The Inn, two decades into the twenty-first century, is a robust institution which looks to the future and respects its past. The conditions laid out by James I in the 1608 charter (confirmed by Her Majesty Queen Elizabeth II in 2008 with a second charter) – to provide education and accommodation for lawyers – remain at the core of the Inn’s mission, and it strives to serve and support its members at all points in their careers. The Inn continues to offer training as well as the educational content of qualifying sessions to augment professional training courses. Beyond Call, it provides training in advocacy and professional ethics, pupillage courses and programmes of lectures for practitioners at all levels.

The Hall, now in its fifth century, continues to sit at the very heart of the Middle Temple’s activities – many of the core educational functions, including the ancient and revived Readings, are performed here, student members are Called to the Bar, and dining, social engagement and revelry continue with as much energy as they did when it was built. The bust of Edmund Plowden, under whose aegis the Hall was built, looks on from the restored east end.
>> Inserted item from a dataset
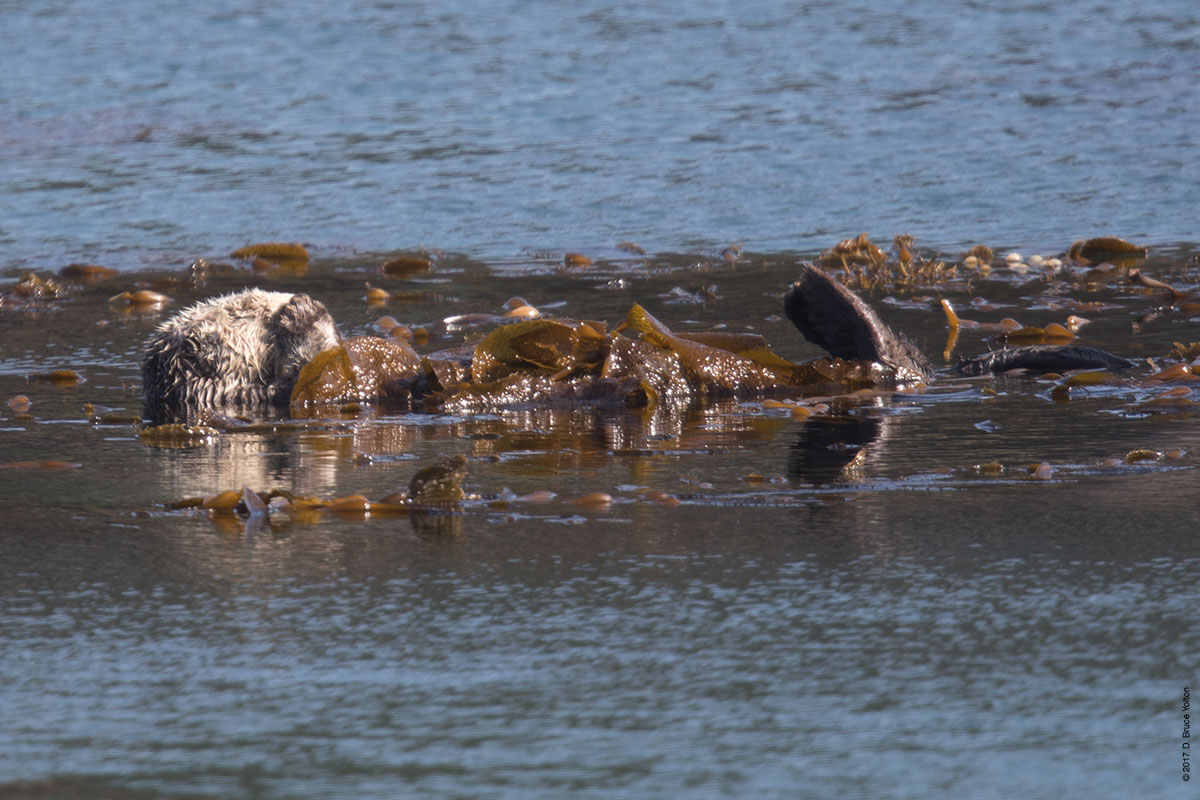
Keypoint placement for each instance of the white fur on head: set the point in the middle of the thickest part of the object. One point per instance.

In 2002, Shakespeare's Globe staged a performance of Twelfth Night, in commemoration of the quatercentenary of its first recorded performance, in Middle Temple Hall.
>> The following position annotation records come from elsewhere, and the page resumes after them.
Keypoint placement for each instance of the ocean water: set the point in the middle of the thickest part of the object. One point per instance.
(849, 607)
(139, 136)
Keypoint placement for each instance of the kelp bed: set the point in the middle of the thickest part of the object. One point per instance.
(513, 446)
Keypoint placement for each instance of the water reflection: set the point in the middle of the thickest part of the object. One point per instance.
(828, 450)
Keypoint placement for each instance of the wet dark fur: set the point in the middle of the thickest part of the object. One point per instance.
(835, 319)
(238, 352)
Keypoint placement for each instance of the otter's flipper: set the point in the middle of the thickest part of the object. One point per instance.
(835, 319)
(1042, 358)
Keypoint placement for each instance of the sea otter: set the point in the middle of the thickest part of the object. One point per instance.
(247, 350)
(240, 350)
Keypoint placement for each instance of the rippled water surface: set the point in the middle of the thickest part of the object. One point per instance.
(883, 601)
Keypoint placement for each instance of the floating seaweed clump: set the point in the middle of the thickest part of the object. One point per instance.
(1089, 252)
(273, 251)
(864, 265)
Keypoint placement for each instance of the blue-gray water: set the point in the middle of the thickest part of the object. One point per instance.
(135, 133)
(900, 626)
In 2009, Prince William, now Prince of Wales, was Called as a Royal Bencher, following in the footsteps of his mother, great-grandmother and great-great-great-grandfather. The old Smoking Room in the Bench Apartments was renamed the Prince's Room in his honour, and following his marriage in 2011 the Inn established the Duke and Duchess of Cambridge Scholarships. His fellow Benchers include leading lights of the legal, academic, political and cultural spheres, as Middle Templars continue to make an enormous contribution across the world.

The Inn continues to develop its properties to meet the changing needs of its members and staff – Edward Maufe’s post-war Library now includes Treasury Offices, a Members’ Lounge, a suite of meeting rooms and a state of the art repository to store the Inn’s historical and modern archives and collection of rare antiquarian books. Chambers buildings continue to be modernised to meet the evolving needs of tenants. This culture of adaptation, though sometimes adopted with reluctance in the past, has sustained the Middle Temple throughout its centuries of history, and will help it to endure when confronted with the challenges of the future.